Thai-style fish cakes with cucumber relish
Enjoy Asian flavours galore with Thai fish cakes.
Ingredients
300g redfish or other cheap white-fleshed fish
3 tbsp red curry paste
1 egg
1 tbsp fish sauce
1 tsp castor sugar
5 makrut lime leaves, shredded finely
2 snake beans, cut into fine rounds
4 cups vegetable oil, for deep frying
Cucumber relish
3 tbsp coconut vinegar
3 tbsp castor sugar
4 tbsp water
sea salt
1 small cucumber, cut in half lengthways, then cut into ½cm half moons
4 red shallots, each cut into 6 pieces
1 cm piece ginger, julienned
1 long fresh red chilli, split, seeds removed, julienned
2 tbsp fresh coriander, leaves washed and dried, plus extra to garnish
Method
To make relish, combine vinegar, sugar, water and salt in a small pan. Bring to boil and stir until sugar dissolves. Remove from heat. It will taste sweet and sour. Combine remaining ingredients in a bowl and pour over liquid.
Place fish, curry paste, egg, fish sauce and castor sugar in a food processor and blend well.
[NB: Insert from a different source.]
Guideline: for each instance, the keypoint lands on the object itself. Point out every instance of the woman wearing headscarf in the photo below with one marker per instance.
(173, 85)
To give fish cakes their texture, scoop mix up and throw it back into bowl several times until sticky; this is an important part of process. Add lime leaves and beans.
Mould mixture into disks measuring 5cm by 1cm thick. In a wok, heat oil to medium heat and deep-fry cakes for about 4-5 minutes or until golden.
Serve fish cakes immediately with relish on side, garnished with extra coriander leaves.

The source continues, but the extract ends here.